Soldiers of Zerok
US Army soldiers’ portrait series
Client
Soldiers of Zerok
Category
Concept development
Services
Design,
Photography,
Year
2025

Challenge
I embedded with the soldiers of Apache Company, 3rd Battalion, 509th Infantry Regiment (Airborne), 4th Brigade Combat Team (ABN), 25th Infantry Division—a unit operating in one of the most remote and dangerous areas of eastern Afghanistan, just miles from the Pakistan border.
Zerok wasn’t on the map for most Americans. Yet for these soldiers, it was the center of the world. My task: create a portrait of war that stripped away the bravado and captured the psychological tension of a deployment lived in isolation, exposure, and ambiguity.

Solution
I constructed a series of studio-like portraits, photographed in the combat outpost against the pure black sky.
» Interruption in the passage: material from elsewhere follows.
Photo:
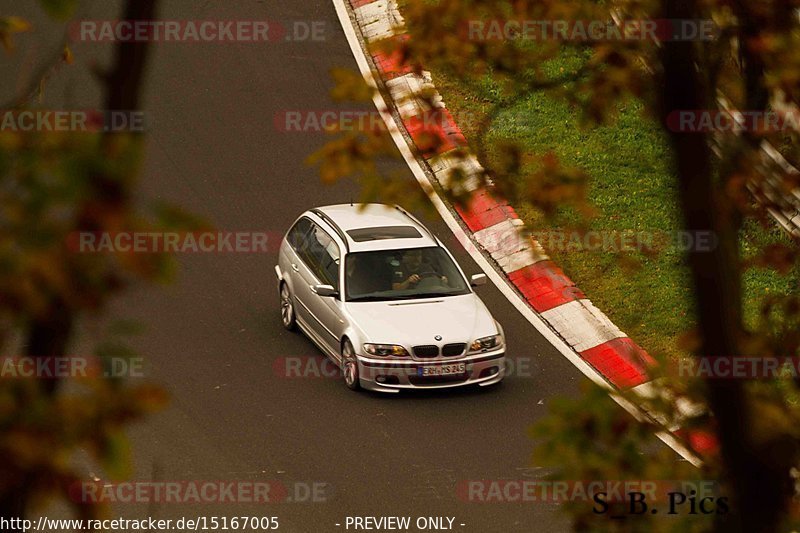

Each soldier was captured as they were: tired, proud, vulnerable, bored, alert.
I used directional lighting and deep shadows to evoke the visual weight of Baroque painting, while grounding the composition in the raw authenticity of field portraiture.

Key elements:
- Void-black backdrop: Represents the erasure of context, the timelessness of occupation
- Uniform as identity armor: Each fold and patch becomes a language of belonging and burden
- Stillness as narrative: Rejects spectacle, choosing introspection
- One frame per soldier: Everyone equal, no hierarchy, no heroism—just presence

Impact
- Exhibited internationally and published in photo essays and long-form visual journalism
- Cited in academic work on the ethics of conflict photography
- Used in veteran storytelling projects and trauma-informed narrative studies
“Hi Dima, You had taken this photo of my husband Shea in Afghanistan back in 2009. He passed away last year and I was wondering if i could have
a copy of the photo ?? I love it !”
—Carly
Role
Embedded photojournalist and conceptual artist. I directed every aspect of the series: lighting, technical setup, portrait interaction, editing, and final curation. I didn’t ask these men to act tough—or soft. I asked them to sit. And in that moment, something true surfaced.